De 1875 a 1950, fueron muy importantes, superiores a 7 metros sobre el considerado nivel cero del río, las avenidas de: 1876, 1877, 1881, 1885, 1887, 1888, 1892, 1895, 1902, 1912, 1917, 1924, 1925, 1926, 1936, 1940, 1947, superando en ocasiones los 9m, como las de 1881 o 1892, que pudieron superar un caudal de 9.000m3/s. De 5 a 7m, también graves, fueron las de: 1886, 1891, 1915, 1927, 1929, 1930, 1932, 1937, 1939, o 1941. Y numerosas las de menos de 5m y las consideradas bujarretes o de un caudal inferior a 3.000m3/s. Señalar que en ocasiones coincidieron varias crecidas importantes en un mismo año, como las seis de 1895 o las cuatro de 1936, y ciclos en los que se repitieron con más frecuencia, como de 1910 a 1919, o de 1924 a 1927, prácticamente anuales.

 

La recurrencia de estas crecidas cíclicas extraordinarias, tienen lugar entre períodos lluviosos moderados, o períodos incluso de sequía, en los que se piensa que todo está ya controlado, relajando la alerta de la población y sus gobernantes, hasta la llegada inesperada de la siguiente riada. Como ocurrió por ejemplo tras las cortas del siglo XIX, y, sobre todo, tras la Corta de Tablada en 1926, que frenaron la frecuencia de los desbordamientos, pero no llegaron a controlarlos.

 

Cambios en el Guadalquivir en busca de una solución

Actuaciones y cambios realizados en el cauce del Guadalquivir y sus afluentes a partir del siglo XVIII. Estos cambios, sólo a la altura o en proximidad a la ciudad, han sido numerosos, y se representan esquemáticamente en el plano inferior (P2).

 

P4. Cambios del Guadalquivir y sus arroyos en el entorno de Sevilla. En azul marino el cauce antiguo del Guadalquivir y en celeste los cauces artificiales añadidos. En amarillo y verde, igual para los arroyos y el río el Guadaira. En negro los cauces artificiales abandonados.

 

1. Primeras actuaciones en los arroyos y primeras cortas en el Guadalquivir anteriores al siglo XX

 

Durante la construcción de la Real  Fábrica de Tabacos en el siglo XVIII, se canalizó el Tagarete en el subsuelo de la calle San Fernando. Con el impulso de la Feria, un siglo más tarde, se elevó el terreno del Prado de San Sebastián y se fue completanto la canalización soterrada del arroyo a su paso por la ciudad (tramo final de la línea discontinua del Tagarete en P4), por las frecuentes inundaciones y los problemas de salud que provocaba. Lo mismo ocurriría con el Tamarguillo, pero ya en el siglo XX con la expansión de la ciudad hacia el sur.

 

Cuando se perdió la protección de barrera que ofrecían las murallas en la segunda mitad del siglo XIX, se fueron reforzando y creando nuevos malecones de tierra y diques de contención al norte de la ciudad y en el cauce de los arroyos.

 

Primeras cortas río abajo en el siglo XVIII y XIX

Coincidiendo con un período de grandes inundaciones y la progresiva pérdida de calado en los meandros del río, a finales del siglo XVIII se realizaron las primeras cortas del Guadalquivir cuando la navegación estaba ya muy comprometida, uniendo los extremos de una o más curvas con un cauce artificial. Al mismo tiempo que se recortaba el recorrido y mejoraba la navegación por la ganancia de fondo y de arrastre del río, se favorecía el desagüe y disminuía la posibilidad de los desbordamientos.

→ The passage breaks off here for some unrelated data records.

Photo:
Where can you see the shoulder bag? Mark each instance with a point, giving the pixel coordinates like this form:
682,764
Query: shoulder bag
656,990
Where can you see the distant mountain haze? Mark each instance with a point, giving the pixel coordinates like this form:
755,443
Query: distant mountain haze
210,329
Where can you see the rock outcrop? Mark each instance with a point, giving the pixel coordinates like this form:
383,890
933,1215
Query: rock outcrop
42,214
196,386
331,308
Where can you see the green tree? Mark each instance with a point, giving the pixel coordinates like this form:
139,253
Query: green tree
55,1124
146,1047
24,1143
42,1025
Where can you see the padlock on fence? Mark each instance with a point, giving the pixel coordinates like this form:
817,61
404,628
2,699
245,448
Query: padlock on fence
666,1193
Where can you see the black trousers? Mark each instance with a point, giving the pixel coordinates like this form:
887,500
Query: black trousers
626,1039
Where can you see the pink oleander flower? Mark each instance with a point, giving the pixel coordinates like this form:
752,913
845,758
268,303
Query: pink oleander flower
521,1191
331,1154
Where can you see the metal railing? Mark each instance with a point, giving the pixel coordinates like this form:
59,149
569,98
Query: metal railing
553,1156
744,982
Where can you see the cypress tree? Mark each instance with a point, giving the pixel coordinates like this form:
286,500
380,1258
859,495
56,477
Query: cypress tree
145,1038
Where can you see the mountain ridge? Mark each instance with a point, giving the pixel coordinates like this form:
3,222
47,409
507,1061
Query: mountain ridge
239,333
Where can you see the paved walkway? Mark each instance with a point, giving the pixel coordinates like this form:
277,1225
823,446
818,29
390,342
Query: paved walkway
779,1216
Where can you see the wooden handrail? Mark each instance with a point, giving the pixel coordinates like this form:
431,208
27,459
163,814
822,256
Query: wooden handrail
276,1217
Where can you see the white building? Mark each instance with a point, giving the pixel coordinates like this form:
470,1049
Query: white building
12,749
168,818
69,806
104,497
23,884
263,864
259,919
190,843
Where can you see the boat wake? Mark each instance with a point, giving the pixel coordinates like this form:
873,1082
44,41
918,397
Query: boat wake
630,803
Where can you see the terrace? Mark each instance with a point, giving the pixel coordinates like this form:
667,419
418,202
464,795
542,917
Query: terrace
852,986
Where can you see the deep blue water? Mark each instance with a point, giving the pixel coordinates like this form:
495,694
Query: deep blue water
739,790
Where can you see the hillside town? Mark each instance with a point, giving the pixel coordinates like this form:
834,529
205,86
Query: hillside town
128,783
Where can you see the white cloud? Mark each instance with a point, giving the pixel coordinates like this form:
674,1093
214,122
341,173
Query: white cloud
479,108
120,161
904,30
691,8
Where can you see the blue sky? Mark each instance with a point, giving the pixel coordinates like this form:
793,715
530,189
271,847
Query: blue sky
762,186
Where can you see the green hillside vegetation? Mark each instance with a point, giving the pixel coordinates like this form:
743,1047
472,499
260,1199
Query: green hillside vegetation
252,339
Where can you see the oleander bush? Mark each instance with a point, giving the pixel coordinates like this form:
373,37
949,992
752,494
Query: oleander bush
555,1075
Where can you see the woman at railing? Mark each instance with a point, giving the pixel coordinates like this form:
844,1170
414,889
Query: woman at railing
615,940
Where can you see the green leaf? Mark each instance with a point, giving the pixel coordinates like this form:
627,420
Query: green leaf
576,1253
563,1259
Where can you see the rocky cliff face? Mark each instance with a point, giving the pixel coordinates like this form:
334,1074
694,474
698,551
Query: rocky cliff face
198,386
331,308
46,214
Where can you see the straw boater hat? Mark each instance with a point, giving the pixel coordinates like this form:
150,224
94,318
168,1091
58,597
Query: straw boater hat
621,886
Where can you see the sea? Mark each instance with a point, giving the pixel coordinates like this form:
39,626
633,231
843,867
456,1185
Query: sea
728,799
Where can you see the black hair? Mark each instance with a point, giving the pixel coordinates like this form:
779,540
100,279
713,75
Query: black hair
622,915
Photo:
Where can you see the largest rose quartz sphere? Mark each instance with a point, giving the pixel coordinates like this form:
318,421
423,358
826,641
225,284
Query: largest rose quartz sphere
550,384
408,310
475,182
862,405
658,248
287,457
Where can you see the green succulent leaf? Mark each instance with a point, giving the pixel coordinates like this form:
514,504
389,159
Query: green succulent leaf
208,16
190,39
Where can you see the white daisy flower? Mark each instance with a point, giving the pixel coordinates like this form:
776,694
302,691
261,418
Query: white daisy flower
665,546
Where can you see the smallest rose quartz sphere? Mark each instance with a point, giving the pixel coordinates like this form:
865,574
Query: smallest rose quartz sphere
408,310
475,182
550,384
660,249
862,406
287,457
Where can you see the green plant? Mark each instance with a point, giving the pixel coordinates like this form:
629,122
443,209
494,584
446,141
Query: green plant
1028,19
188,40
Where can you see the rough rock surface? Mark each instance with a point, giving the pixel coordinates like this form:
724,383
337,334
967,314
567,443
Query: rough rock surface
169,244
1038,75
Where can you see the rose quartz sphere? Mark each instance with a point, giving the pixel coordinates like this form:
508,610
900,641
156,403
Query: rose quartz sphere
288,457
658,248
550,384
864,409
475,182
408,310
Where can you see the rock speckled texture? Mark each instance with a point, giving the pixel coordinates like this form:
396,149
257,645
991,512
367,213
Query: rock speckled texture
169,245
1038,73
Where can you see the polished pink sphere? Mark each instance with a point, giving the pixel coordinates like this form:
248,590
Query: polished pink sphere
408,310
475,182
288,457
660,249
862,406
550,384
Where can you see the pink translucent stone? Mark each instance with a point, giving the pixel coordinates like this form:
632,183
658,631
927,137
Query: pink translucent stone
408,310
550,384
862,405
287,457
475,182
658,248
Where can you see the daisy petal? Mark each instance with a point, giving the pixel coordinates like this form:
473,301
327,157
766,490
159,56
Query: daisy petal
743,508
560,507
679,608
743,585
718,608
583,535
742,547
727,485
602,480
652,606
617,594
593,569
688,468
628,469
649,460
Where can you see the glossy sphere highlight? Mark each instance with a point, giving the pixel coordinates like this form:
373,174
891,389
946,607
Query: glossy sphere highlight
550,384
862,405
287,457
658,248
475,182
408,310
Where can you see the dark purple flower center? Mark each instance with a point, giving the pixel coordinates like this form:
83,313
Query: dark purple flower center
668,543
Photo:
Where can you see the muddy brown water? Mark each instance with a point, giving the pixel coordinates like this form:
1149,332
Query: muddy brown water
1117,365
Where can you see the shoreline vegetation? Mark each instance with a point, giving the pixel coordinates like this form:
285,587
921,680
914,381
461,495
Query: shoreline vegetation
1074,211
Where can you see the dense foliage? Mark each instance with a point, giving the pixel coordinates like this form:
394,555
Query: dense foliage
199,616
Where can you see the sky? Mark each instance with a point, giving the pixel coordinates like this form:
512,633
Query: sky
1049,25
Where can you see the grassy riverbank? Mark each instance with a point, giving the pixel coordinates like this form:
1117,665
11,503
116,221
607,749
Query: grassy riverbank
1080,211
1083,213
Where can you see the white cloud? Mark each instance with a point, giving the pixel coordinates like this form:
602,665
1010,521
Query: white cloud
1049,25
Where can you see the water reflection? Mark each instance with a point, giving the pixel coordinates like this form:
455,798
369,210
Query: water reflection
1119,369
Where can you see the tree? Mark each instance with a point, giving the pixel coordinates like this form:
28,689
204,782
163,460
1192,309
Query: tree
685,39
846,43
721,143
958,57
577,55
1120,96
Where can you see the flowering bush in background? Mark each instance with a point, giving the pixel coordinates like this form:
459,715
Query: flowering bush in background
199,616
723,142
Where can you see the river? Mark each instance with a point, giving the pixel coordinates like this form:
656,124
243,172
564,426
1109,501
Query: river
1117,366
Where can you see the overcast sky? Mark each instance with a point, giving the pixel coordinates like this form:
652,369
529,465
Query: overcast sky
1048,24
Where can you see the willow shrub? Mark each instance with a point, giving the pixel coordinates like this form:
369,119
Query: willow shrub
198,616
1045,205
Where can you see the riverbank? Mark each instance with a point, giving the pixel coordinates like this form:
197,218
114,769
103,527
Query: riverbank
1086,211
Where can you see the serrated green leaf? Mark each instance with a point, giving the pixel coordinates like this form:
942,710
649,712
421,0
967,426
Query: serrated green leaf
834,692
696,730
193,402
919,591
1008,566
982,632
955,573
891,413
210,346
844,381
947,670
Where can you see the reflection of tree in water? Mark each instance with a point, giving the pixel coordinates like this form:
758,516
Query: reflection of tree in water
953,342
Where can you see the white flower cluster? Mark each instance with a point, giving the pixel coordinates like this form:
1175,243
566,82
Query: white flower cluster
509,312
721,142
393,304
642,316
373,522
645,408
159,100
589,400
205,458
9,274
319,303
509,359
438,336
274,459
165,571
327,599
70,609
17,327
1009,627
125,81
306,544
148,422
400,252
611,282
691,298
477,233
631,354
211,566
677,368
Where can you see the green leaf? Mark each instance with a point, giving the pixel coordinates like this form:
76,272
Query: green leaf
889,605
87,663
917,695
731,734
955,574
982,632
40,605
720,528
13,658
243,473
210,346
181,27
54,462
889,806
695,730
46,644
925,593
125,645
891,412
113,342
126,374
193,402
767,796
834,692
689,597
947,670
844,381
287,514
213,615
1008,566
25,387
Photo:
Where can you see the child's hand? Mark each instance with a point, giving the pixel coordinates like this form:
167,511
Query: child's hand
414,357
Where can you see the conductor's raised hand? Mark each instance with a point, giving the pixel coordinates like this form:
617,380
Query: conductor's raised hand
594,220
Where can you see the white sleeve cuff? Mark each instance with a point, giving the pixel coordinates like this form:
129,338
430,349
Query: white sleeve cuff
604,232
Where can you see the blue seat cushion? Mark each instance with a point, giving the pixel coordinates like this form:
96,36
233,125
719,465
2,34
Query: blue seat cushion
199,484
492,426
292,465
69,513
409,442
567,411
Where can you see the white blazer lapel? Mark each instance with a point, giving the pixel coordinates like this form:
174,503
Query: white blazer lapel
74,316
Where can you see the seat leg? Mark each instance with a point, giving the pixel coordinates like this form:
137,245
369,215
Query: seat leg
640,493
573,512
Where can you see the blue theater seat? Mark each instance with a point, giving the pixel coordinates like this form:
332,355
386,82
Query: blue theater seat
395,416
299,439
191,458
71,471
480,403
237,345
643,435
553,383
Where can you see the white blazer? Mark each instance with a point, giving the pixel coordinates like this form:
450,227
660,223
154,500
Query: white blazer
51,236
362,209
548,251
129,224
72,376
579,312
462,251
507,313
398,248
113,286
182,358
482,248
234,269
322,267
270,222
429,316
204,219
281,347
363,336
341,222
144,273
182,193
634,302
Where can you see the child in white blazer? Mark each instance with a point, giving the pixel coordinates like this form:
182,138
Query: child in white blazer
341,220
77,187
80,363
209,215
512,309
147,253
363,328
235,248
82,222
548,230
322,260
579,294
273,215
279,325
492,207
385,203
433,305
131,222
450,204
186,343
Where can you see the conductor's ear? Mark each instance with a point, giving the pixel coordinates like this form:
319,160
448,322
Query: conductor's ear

La primera corta se realizó en 1795 a la altura de Coria del Río (P5), la Corta Merlina del ingeniero Scipion Perosini. Con 600m de corta se evitaron 10Km de peligrosa navegación. En 1816, con la Corta Fernandina o del Borrego, de aproximadamente 1,6Km de largo, se evitaron 16km de curvas, y en 1888 la Corta de los Jerónimos de 6,6 km, acortó en 13km el antiguo cauce que ahora delimita la Isla Mínima (P5).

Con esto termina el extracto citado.